(2022/11/4)愛媛スポレク陸上競技の800mに参加してきた。
マスターズ陸上と同じ要領で、5歳刻みの年代別で順位を競う。
トラックを走るのは9月のマスターズ陸上以来、2度目になる。
トラックを二周する、中距離種目での最短・最速種目とされ、位置取りや駆け引きなども非常に重要で、また選手同士の接触や転倒なども多く『陸上の格闘技』とも言われている。
そんな格闘技に陸上ど素人の私が参加してきた。
30分前の招集も無事にこなし、スタートまでの時間をトイレに行ったり、少し水を含んだりしながら、目の前の小学生のリレーを見るともなく見ていると、隣に座っているスポーツマン然とした若者が声をかけてきた。
「私は800mのレースに出るのが初めてなんですけど、スタート直後がカーブですが、あれは各自のレーンを守って走るのですか」と
当然私も初めてながら、多分そうですよと答え、カーブが終わったら内側に入っていいんじゃないですか、とかじったばかりの知識でなんとか返答した。
その後は互いにこれまでのレース遍歴みたいなことを披露し合い、最後になんとか3分を切りたいですねで、このレースにかける意気込みが一致した。
彼は駅伝の経験者であり、100mを12秒台で走れるランナーと判明した。
そして、30代の彼は800m走1組のレースに招集されていった。
スタート後は4位だったが、第3コーナー辺りで落ちてきた一人を追い越し、3位に浮上。
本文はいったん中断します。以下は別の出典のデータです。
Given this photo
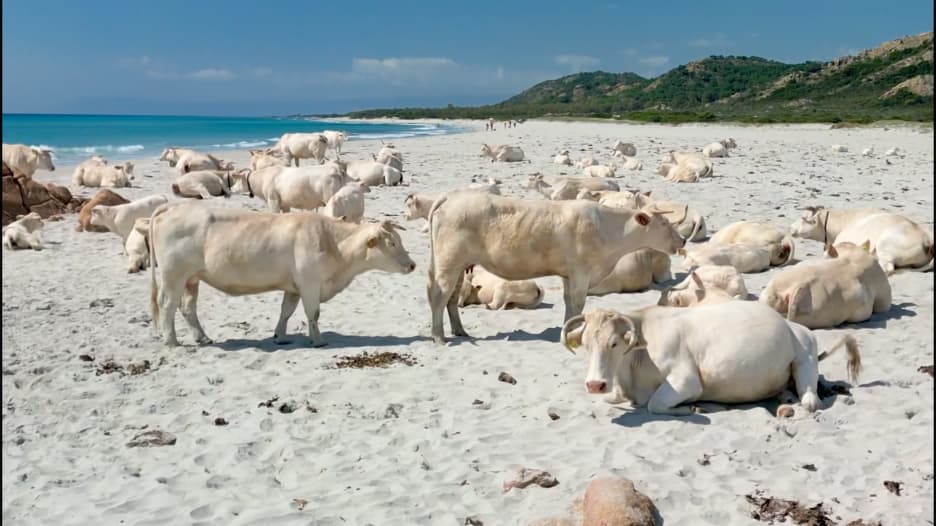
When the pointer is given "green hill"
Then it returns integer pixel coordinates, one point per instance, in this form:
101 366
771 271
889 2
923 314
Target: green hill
891 81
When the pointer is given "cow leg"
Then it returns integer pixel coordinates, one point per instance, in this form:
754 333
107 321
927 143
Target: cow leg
170 296
678 387
452 307
806 377
441 290
189 312
574 292
310 302
290 302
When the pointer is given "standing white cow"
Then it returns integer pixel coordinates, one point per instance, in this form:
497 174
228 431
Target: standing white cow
579 241
727 352
23 233
502 153
25 160
347 203
308 256
624 148
297 146
335 139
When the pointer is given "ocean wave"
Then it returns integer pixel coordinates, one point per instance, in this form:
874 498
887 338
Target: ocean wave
71 151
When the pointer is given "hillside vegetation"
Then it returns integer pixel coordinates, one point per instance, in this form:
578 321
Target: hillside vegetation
891 81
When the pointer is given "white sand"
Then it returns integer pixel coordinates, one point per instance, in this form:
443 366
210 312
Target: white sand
65 428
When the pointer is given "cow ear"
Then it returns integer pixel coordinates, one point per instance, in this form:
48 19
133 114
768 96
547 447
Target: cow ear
572 331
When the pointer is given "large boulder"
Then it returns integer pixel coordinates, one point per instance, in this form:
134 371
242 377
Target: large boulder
613 501
22 196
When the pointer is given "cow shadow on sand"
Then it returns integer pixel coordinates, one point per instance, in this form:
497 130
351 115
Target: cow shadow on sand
332 341
828 391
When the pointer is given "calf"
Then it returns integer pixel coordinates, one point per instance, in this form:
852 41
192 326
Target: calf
23 233
480 287
308 256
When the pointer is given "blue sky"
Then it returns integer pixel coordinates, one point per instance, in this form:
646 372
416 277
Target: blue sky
253 58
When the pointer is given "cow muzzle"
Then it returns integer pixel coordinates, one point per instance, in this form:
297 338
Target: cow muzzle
596 386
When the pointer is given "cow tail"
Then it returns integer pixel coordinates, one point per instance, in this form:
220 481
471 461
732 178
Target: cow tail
154 286
854 357
928 250
788 247
698 225
793 302
432 210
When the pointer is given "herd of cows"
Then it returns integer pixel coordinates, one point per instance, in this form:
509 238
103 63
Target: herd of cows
708 338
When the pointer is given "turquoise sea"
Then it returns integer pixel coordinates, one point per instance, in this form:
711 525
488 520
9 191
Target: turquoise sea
75 137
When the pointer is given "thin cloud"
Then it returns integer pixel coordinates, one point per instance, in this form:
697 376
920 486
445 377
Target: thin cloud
718 40
134 61
576 63
212 74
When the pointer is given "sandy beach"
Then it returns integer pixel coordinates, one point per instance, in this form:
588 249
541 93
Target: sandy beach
433 442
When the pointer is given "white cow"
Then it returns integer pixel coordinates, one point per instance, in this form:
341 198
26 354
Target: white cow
634 272
335 140
203 184
563 158
745 258
897 241
297 146
677 173
26 160
630 163
306 187
695 291
760 234
23 233
524 239
564 188
347 203
502 153
260 159
489 185
715 149
119 219
848 287
480 287
104 175
599 170
699 165
372 173
308 256
172 155
195 161
625 148
137 247
95 160
726 352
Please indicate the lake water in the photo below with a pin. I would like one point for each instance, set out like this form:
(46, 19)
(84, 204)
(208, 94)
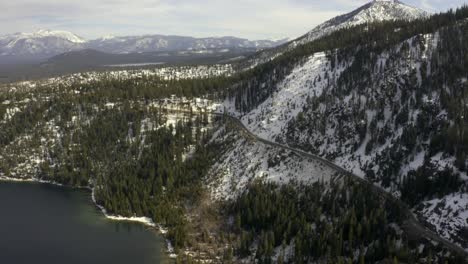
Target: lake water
(41, 223)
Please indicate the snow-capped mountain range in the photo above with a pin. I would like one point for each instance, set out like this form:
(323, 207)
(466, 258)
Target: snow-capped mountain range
(47, 43)
(375, 11)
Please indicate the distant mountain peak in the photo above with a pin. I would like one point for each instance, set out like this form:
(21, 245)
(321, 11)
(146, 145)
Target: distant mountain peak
(375, 11)
(56, 33)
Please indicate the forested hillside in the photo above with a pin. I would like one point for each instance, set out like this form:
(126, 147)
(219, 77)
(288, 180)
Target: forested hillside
(387, 101)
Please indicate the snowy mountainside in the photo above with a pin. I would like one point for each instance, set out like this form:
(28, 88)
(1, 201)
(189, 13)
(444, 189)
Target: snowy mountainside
(153, 43)
(166, 73)
(375, 11)
(396, 117)
(40, 43)
(245, 161)
(48, 43)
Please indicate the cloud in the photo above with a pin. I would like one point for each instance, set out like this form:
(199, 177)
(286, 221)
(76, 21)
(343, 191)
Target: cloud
(245, 18)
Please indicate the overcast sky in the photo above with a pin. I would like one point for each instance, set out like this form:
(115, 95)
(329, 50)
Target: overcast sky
(253, 19)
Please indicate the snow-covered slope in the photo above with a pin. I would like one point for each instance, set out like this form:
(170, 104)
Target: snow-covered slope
(152, 43)
(46, 43)
(375, 11)
(395, 117)
(245, 161)
(40, 43)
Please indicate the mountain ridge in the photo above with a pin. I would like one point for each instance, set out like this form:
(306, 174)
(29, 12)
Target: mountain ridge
(48, 43)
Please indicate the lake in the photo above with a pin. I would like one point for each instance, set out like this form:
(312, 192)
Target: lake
(41, 223)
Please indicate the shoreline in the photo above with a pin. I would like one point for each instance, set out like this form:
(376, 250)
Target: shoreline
(146, 221)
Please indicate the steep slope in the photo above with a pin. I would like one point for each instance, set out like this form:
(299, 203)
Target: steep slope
(45, 44)
(152, 43)
(392, 113)
(375, 11)
(42, 43)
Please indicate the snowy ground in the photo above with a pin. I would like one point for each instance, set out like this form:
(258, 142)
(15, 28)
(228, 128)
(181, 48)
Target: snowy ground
(246, 161)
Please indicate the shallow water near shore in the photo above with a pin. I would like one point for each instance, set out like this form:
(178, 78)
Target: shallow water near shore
(42, 223)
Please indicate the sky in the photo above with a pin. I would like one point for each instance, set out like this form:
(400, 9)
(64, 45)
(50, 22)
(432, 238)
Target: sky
(253, 19)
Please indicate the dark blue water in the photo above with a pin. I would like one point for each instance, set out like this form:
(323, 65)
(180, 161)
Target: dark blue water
(47, 224)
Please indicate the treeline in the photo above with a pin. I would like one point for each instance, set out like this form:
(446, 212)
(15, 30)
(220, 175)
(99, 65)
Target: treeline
(344, 223)
(252, 87)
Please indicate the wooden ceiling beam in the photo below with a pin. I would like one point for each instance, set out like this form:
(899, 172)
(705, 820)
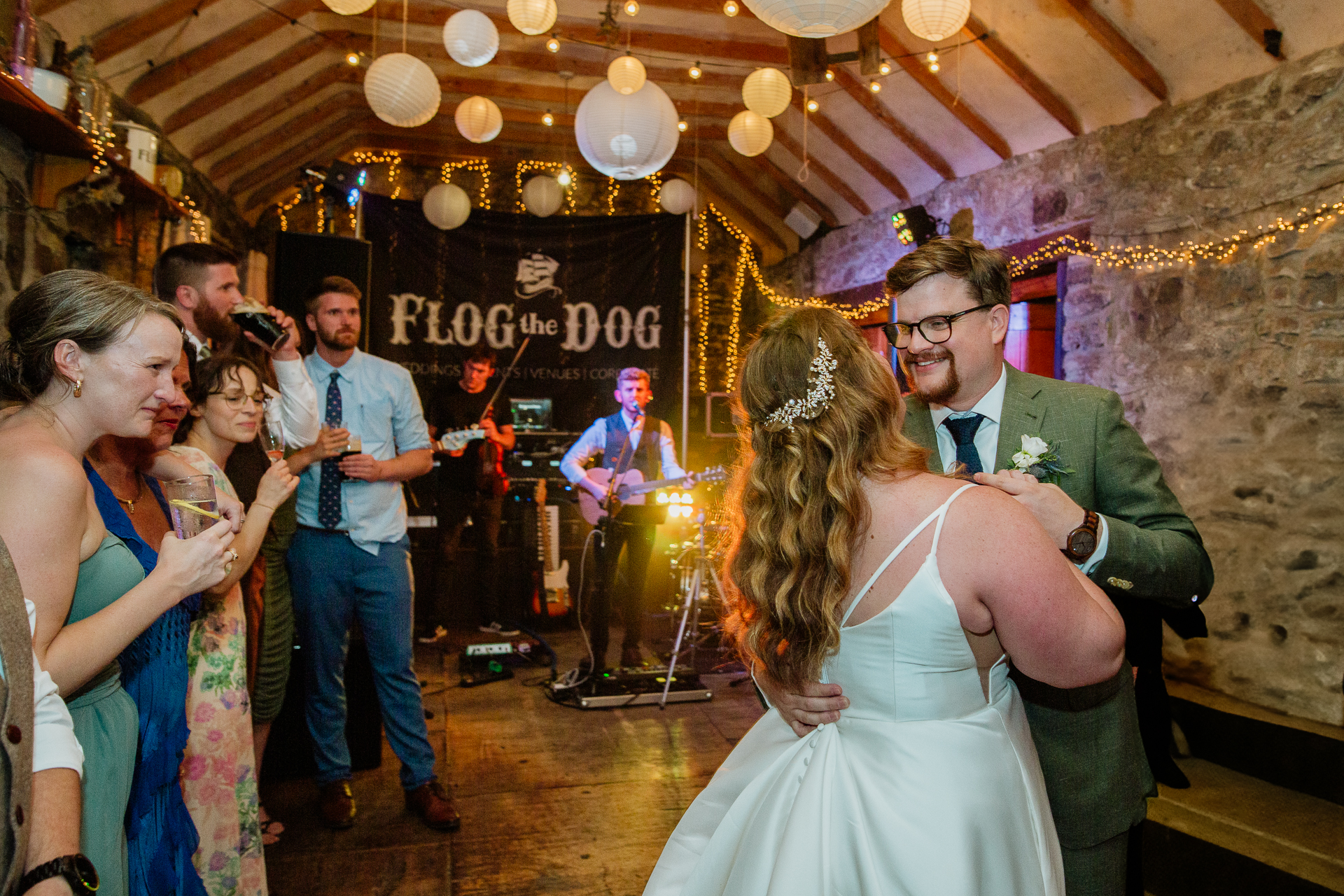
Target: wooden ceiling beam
(277, 106)
(1252, 18)
(823, 172)
(1117, 45)
(1022, 74)
(218, 49)
(885, 117)
(134, 30)
(892, 46)
(858, 153)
苦しそうだが、耐えて走っているのが見て取れる。1,2位の選手との差は開くことなく、付いて行っている。最終周の鐘がなる。彼の息使い、苦しみながら耐えている気持ちがその走りからじかに伝わってくる。がんばれ。無事にホームストレートを走り切り、3位でゴール。私は思わず拍手を送っていた。
彼は4つんばいに伏して、激しく息を繰り返す。やっと起き上がり、私を見て一言「苦しかったー」
そうか、800mって本当に苦しいんや。
私にも闘争心が芽生えてきた。よし、思いっきり苦しんでやるぞと。
つぎは我々のレースの番だ。
与えられた6コースのスタートラインに立つ。
「オンユアマーク、パーン」一斉に走り出す。
少し抑え気味に入ったつもりだったが、カーブが終わってバックストレートに入り、内周に移っていく時、自分の前には誰もいないことが分かった。
やっちまった。次のカーブを超えるまで、なんとトップで走らされてしまう。
背後にいた二人はホームストレートに入るや、我慢できない感じで追い越していった。
大きなストライドと、絶対に追いつけないスピードで。
気が付けば、最終周の鐘だ。
徐々に落ちていくペースと、脚がリズミカルに動かないもどかしさを感じながら、ただ、もうこれ以上抜かれるのは嫌だの根性のみで走り続ける。
最後のホームストレート、気力のみで長い長い100mを走り切り、ゴーール。
ゴール後、酸素負債の影響で息があれるあれる。こんなに長い時間息があれるのは初めてだった。
30代の彼が見てくれていて、私の健闘をたたえてくれた。
出し切れた。
3分間の地獄。面白すぎて、病みつきになりそうだ。